“La paz es un derecho y un deber de obligatorio cumplimiento”, dice el artículo 22 de la Constitución de 1991. Uno de los preceptos superiores de mayor trascendencia. Elemento fundamental que hace parte del núcleo esencial del ordenamiento jurídico y sintetiza la principal aspiración de la sociedad colombiana. Por paradoja, es quizá la disposición más vulnerada y distorsionada, a diario, en todo el territorio nacional.
Hoy estamos lamentando, junto con sus familias, la muerte y las heridas causadas a numerosos colombianos durante el ataque a un helicóptero de la Policía Nacional en Amalfi y la criminal acción perpetrada mediante la explosión de un coche bomba en la base militar de Cali. Pero estos son, apenas, los hechos más recientes. En días pasados se conmovía el país por el asesinato de un senador y precandidato presidencial en Bogotá, y de manera cotidiana por los secuestros y asesinatos de militares, policías, líderes sociales, funcionarios y ciudadanos del común. El sicariato y las masacres ya no constituyen noticia, pues son acontecimientos de diaria ocurrencia. Ahora se informa, en varios departamentos, sobre planes y amenazas de muerte contra alcaldes y gobernadores.
Infortunadamente, los buenos propósitos gubernamentales de la denominada “paz total” han fracasado. Lo que hay es violencia generalizada e incesantes acciones contra la paz, la vida, la integridad, la libertad y los demás derechos de los colombianos. Las organizaciones terroristas con las que se han iniciado los procesos de diálogo, en vez de mostrar voluntad de paz, han aprovechado las decisiones oficiales y los acuerdos de cese al fuego para distraer, engañar al Gobierno y fortalecerse.
Entre tanto, líderes políticos continúan en la campaña de polarización y aprovechan, con fines electorales, los hechos de violencia, los atentados y hasta las ceremonias religiosas de exequias. Están pensando más en las estrategias orientadas a conseguir votos para 2026 que en la búsqueda de la paz o en los muchos y muy graves problemas nacionales, en materia social, económica, ecológica, de salud, educativa o laboral. Lo que no sirva electoralmente, no importa. Por eso no hay propuestas serias, programas ni proyectos estructurados con miras al interés público. Mayor utilidad política proviene de ofensas, diatribas, chismes e interminables “debates” en redes sociales y en espacios radiales sobre asuntos intrascendentes, como si está bien o mal, para el futuro del país, que el presidente de la República se ponga una ruana, o si un determinado cuadro debe permanecer en la Casa de Nariño durante la próxima administración.

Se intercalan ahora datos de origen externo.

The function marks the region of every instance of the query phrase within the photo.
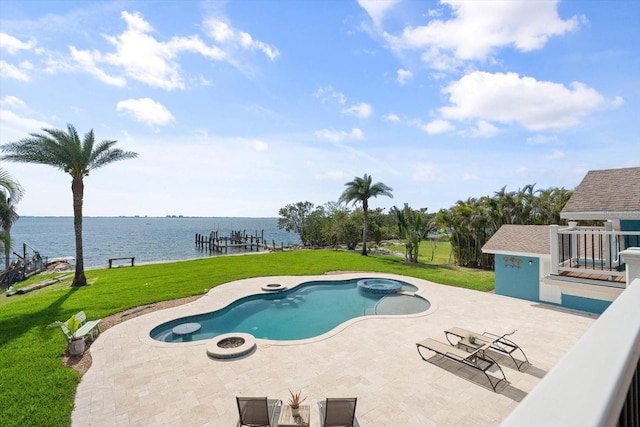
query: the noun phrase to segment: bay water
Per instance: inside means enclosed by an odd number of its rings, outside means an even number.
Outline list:
[[[275,241],[277,247],[300,241],[297,234],[278,228],[278,218],[84,217],[84,264],[105,267],[109,258],[130,256],[136,264],[219,256],[195,245],[196,233],[209,236],[212,231],[221,237],[231,231],[258,236],[264,232],[269,246]],[[13,252],[20,256],[26,243],[27,255],[36,250],[49,259],[75,257],[72,217],[20,217],[11,228],[11,239]]]

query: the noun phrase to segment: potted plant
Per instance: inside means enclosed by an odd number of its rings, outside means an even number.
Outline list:
[[[291,397],[289,398],[289,406],[291,407],[291,415],[293,415],[294,417],[299,417],[300,416],[300,404],[302,402],[304,402],[307,397],[306,396],[302,397],[302,391],[294,393],[291,390],[289,390],[289,394],[291,395]]]
[[[476,337],[474,337],[473,335],[469,335],[469,338],[468,338],[468,339],[469,339],[469,342],[470,342],[471,344],[475,344],[475,343],[476,343]]]
[[[80,329],[80,321],[73,315],[67,320],[67,328],[71,333],[69,338],[69,354],[72,356],[79,356],[84,353],[84,337],[76,336],[76,332]]]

Por otra parte, fallos y providencias judiciales son objeto de irrespetuosa politización. Jueces de la República, por razón del sentido de sus decisiones, son presionados y amenazados, para que fallen en determinado sentido. Ignorando los postulados constitucionales de autonomía, independencia e imparcialidad de la justicia, los políticos convocan marchas y manifestaciones públicas contra las sentencias dictadas o por dictar, en la equivocada convicción de que el alto número de concurrentes y la mayor potencia de gritos y consignas incidirán en la adopción de las determinaciones de los magistrados.
Mientras tanto, la población -desprotegida- está esperando que se cumpla el mandato constitucional de realizar el orden justo, propio del Estado Social de Derecho.